The Wizard of AI – Behind the curtain

decorative - scene when the Wizard of Oz is exposed

Spoiler alert! In the Wizard of Oz, the audience and the protagonists of the story find out that the “Wizard” of Oz is an old man that hides behind a curtain speaking into a microphone. Who is the Wizard behind the curtain in AI? It is the math. A lot of the people that I engage with that have used AI tools have an adverse reaction to any statement that dismisses the wonder of AI and summarizes it with “it really comes down to math”. 

The text data that LLMs train on first gets converted into numerical representations using vectors and embeddings. Each unique word or token gets assigned a vector of numbers that encodes its meaning based on contextual patterns. 

Vectors and embeddings?

Vectors are arrays of numbers that represent an object like a word or token in multi-dimensional space. For example, a 300-dimension vector could represent the word “apple” (don’t worry I will explain more in a minute). 

Embeddings are the actual vector representations learned for words during the training process. Each unique word gets mapped to a dense vector encoding its meaning based on the contexts it appears in. 

Vector embeddings help LLMs understand relationships and similarities between words. Words used in similar contexts will have vector representations that are close together mathematically. Distance metrics like cosine similarity can be used to compare two word vectors. Words with similar meanings will have higher cosine similarity between their vector embeddings. Learning good embeddings is key to the performance of LLMs. The embeddings essentially encode the semantic knowledge that the model extracts from all the training text data. Higher dimensional embeddings can encode more nuanced distinctions between words, but require more data and computation. 
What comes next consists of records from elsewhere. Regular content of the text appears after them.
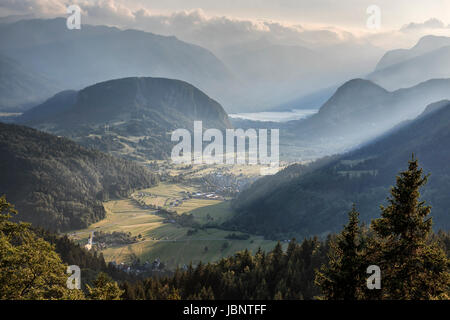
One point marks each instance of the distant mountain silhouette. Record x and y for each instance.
(313, 200)
(128, 114)
(59, 185)
(428, 59)
(361, 110)
(74, 59)
(21, 88)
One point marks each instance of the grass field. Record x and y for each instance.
(169, 241)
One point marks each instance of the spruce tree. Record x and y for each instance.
(30, 269)
(104, 288)
(343, 279)
(411, 266)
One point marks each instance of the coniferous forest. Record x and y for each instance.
(414, 262)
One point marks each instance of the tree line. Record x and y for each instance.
(414, 262)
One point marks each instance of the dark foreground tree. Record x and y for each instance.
(412, 267)
(343, 277)
(104, 288)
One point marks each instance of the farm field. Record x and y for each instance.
(169, 242)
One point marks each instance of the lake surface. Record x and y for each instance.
(282, 116)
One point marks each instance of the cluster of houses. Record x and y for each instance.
(137, 268)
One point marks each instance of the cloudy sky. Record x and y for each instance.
(219, 22)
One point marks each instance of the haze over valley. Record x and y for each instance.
(284, 122)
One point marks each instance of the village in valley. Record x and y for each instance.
(175, 223)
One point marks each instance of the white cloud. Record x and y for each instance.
(430, 24)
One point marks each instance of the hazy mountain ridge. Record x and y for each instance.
(130, 113)
(316, 202)
(21, 87)
(361, 110)
(59, 185)
(77, 58)
(424, 45)
(428, 59)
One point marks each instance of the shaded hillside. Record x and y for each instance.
(76, 59)
(59, 185)
(316, 202)
(425, 45)
(20, 87)
(130, 117)
(431, 65)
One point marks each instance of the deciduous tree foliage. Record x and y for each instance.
(29, 266)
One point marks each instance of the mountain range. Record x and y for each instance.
(74, 59)
(129, 117)
(314, 200)
(57, 184)
(361, 110)
(428, 59)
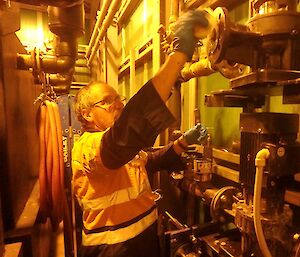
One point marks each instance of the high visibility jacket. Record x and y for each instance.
(109, 175)
(117, 204)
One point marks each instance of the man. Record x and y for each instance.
(109, 169)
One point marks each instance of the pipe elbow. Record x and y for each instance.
(24, 61)
(261, 156)
(54, 64)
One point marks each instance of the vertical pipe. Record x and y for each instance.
(106, 23)
(100, 18)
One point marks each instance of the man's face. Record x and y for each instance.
(107, 107)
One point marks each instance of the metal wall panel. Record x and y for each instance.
(18, 132)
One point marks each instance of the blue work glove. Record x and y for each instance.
(184, 34)
(196, 135)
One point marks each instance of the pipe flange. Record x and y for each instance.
(230, 70)
(223, 199)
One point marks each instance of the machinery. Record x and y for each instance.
(249, 213)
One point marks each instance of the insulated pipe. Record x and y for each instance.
(106, 23)
(99, 21)
(260, 163)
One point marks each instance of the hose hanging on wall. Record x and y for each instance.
(51, 167)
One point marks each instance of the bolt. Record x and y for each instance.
(296, 237)
(223, 198)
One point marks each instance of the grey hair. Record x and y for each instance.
(84, 100)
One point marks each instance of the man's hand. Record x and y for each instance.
(195, 135)
(184, 35)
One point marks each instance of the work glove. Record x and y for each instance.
(195, 135)
(184, 33)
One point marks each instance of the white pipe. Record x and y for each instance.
(260, 163)
(106, 23)
(100, 17)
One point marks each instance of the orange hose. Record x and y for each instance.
(44, 205)
(48, 158)
(56, 185)
(51, 166)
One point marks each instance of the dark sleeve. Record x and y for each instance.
(142, 119)
(164, 159)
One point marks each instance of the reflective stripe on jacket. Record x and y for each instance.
(117, 204)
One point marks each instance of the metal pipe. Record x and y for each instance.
(100, 17)
(47, 63)
(107, 21)
(58, 3)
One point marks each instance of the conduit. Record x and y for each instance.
(260, 163)
(102, 31)
(51, 167)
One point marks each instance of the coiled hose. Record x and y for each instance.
(53, 203)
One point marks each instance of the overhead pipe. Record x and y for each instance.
(106, 23)
(100, 17)
(67, 30)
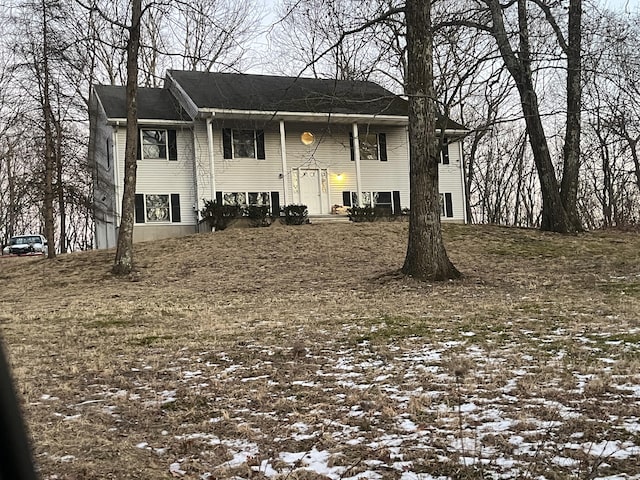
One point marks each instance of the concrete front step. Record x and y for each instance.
(329, 219)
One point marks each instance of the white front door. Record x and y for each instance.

Example of analogical reasoning using vector operations
vector(“King”) – vector(“Man”) + vector(“Woman”) results in a vector close to vector(“Queen”).

Another example would be the word “apple”. The model when using the word apple in a sentence does not know the word is edible, it certainly doesn’t know what it tastes like, or that a bruise on it is not favorable. But it does know that there are similar contexts like “fruit”, “orchard”, “pie”, etc. These are similar vector representations.

The neural network within the LLM consists of many interconnected nodes with weighted connections between them. These weights are numerical values that represent the strength of correlations between nodes based on the training data. As new text flows through the network, mathematical operations multiply and sum these weights to predict the next most probable word or token in a sequence. 

The output is a probability distribution over the vocabulary. Optimization functions like gradient descent are used during training to tune the weight parameters to minimize error and maximize prediction accuracy across the entire network. In the end, the knowledge gained by an LLM emerges from these aggregated mathematical operations on numerical data representations. In short, the network processes the language statistically and probabilistically. (See? It’s not magic, it’s math!) 

While LLMs can generate remarkably human-like text, the inner workings are fully based on mathematical concepts and not true human-like understanding. The math just allows them to statistically mimic linguistic patterns present in the training data. This is an important distinction because a lot of people are under the assumption that these systems are “thinking” in the same way that we think. Although the words that come out of LLMs sound human, maybe even better than some of our writing skills, the “thought” behind it is purely mathematical. 

Why does the math have to be so complex?

There are a few key reasons why the underlying math tends to become more complex as large language models develop better language abilities: Larger datasets require more parameters and computations to find patterns. The models need larger neural networks, which means more nodes, connections, and weights to optimize during training. This expands the mathematical operations. More advanced neural network architectures have been introduced that increase computational complexity. 

For example, the Transformer architecture uses attention mechanisms and self-attention layers that require extensive vector matrix math. Models are expanding beyond just processing words to now incorporate multi-modal data like images, audio, video, etc. Fusing together different data modalities requires more advanced mathematical techniques. Models are moving from just generating text to more advanced reasoning, planning, and decision making. 

Mathematical operations based on graph theory, causal inference, and strategic optimization help with these higher-level cognitive capabilities. Pathfinding algorithms are being incorporated so models can gather external information to improve responses rather than just rely on internal training data. This requires mathematically intensive search processes. To scale up, researchers are exploring new techniques like mixture-of-experts models, sparse neural networks, and quantization which add mathematical complexity. As models become more capable, interpreting their internal representations and decisions becomes more challenging. Advanced math for explainability and transparency is needed. 

In essence, to make large language models more and more capable, open-ended, and human-like, the underlying math to support their training, architecture design, and capabilities needs to scale up in complexity as well.